Zugleich ist damit ein möglicher Nachteil der Online-Beteiligung in der Kultur angesprochen: Nur in wenigen Fällen wird das Online-Engagement tatsächlich auf die Offline-Welt übertragen. Online-Communities haben einen engen thematischen Fokus, darüber hinaus haben die Mitglieder wenige Gemeinsamkeiten. Die Online-„Freundschaft“ von Community-Mitgliedern trägt daher in der Offline-Welt häufig nicht (Nonnecke et al., 2006). Umgekehrt gilt: Aktive Teilnehmer einer Online-Community empfinden eine höhere Zufriedenheit und mehr Vorteile als passive Teilnehmer, wie etwa „Lurkers“ (Nonnecke et al., 2006). Erneut werden die sozialen Vorteile in marginalisierten Gruppen besonders stark wahrgenommen (Alon & Brunel, 2007), was zum Teil auch dazu führt, dass solche Gruppen besonders aktiv und interaktiv im Netz kommunizieren (Helland, 2002).

Speziell auf die Bedürfnisse zugeschnittenes Soziale Netzwerk "Senior.com"

Beispiel 15: „Senior.com“ ist ein gezielt auf die Bedürfnisse der älteren Bevölkerung zugeschnittenes Soziales Netzwerk.

Nicht zuletzt besteht die Hoffnung, dass der aktive Austausch im Netz und die funktionale ebenso wie die soziale Unterstützung in Online-Communities die Nutzung neuer Medien weiter vereinfacht und so zu ihrer kreativen Nutzung beiträgt.
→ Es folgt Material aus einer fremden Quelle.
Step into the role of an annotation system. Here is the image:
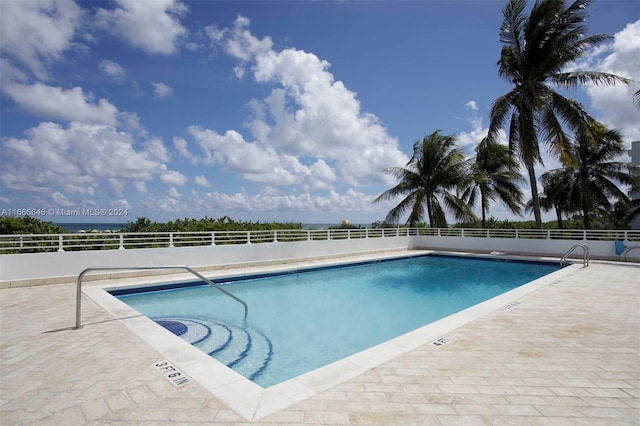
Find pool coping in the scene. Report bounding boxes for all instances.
[84,250,582,420]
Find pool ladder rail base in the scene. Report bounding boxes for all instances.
[560,244,589,268]
[74,265,249,330]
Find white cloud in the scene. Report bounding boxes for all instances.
[96,0,188,55]
[4,83,118,125]
[187,126,334,189]
[464,101,478,111]
[0,122,181,196]
[195,175,211,188]
[0,0,82,80]
[173,137,200,164]
[51,192,73,207]
[98,59,127,81]
[572,20,640,142]
[151,82,173,98]
[160,170,188,186]
[202,17,408,190]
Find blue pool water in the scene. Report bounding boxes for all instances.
[116,255,560,387]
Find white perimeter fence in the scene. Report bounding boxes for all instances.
[0,228,640,287]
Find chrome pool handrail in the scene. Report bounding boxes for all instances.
[560,244,589,268]
[74,265,249,330]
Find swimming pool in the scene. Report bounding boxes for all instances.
[112,255,560,387]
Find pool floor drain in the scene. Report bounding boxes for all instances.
[502,302,520,311]
[431,337,451,347]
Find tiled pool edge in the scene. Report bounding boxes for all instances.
[80,251,582,420]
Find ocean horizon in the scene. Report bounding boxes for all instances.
[52,222,364,234]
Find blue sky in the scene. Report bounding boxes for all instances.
[0,0,640,223]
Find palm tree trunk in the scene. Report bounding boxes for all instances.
[427,196,433,228]
[527,164,542,229]
[582,201,591,229]
[556,206,564,229]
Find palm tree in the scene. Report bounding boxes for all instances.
[463,138,523,228]
[489,0,630,228]
[527,169,577,229]
[374,130,474,228]
[552,122,637,229]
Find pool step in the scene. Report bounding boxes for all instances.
[158,317,273,380]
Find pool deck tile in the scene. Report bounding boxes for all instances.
[0,251,640,426]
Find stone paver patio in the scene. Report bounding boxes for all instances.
[0,255,640,425]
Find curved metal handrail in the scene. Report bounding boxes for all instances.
[74,265,249,330]
[624,246,640,262]
[560,244,589,268]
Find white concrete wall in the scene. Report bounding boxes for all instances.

Neue Medien könnten so zu einem breiteren, aktiveren kulturellen Engagement führen, zu niedrigeren Zugangshürden, einer größeren Auswahl und einer breiteren Förderung der Kreativität (Ryu et al., 2009). Ob sich derartige Hoffnungen tatsächlich realisieren, bleibt jedoch weitgehend empirisch zu untersuchen.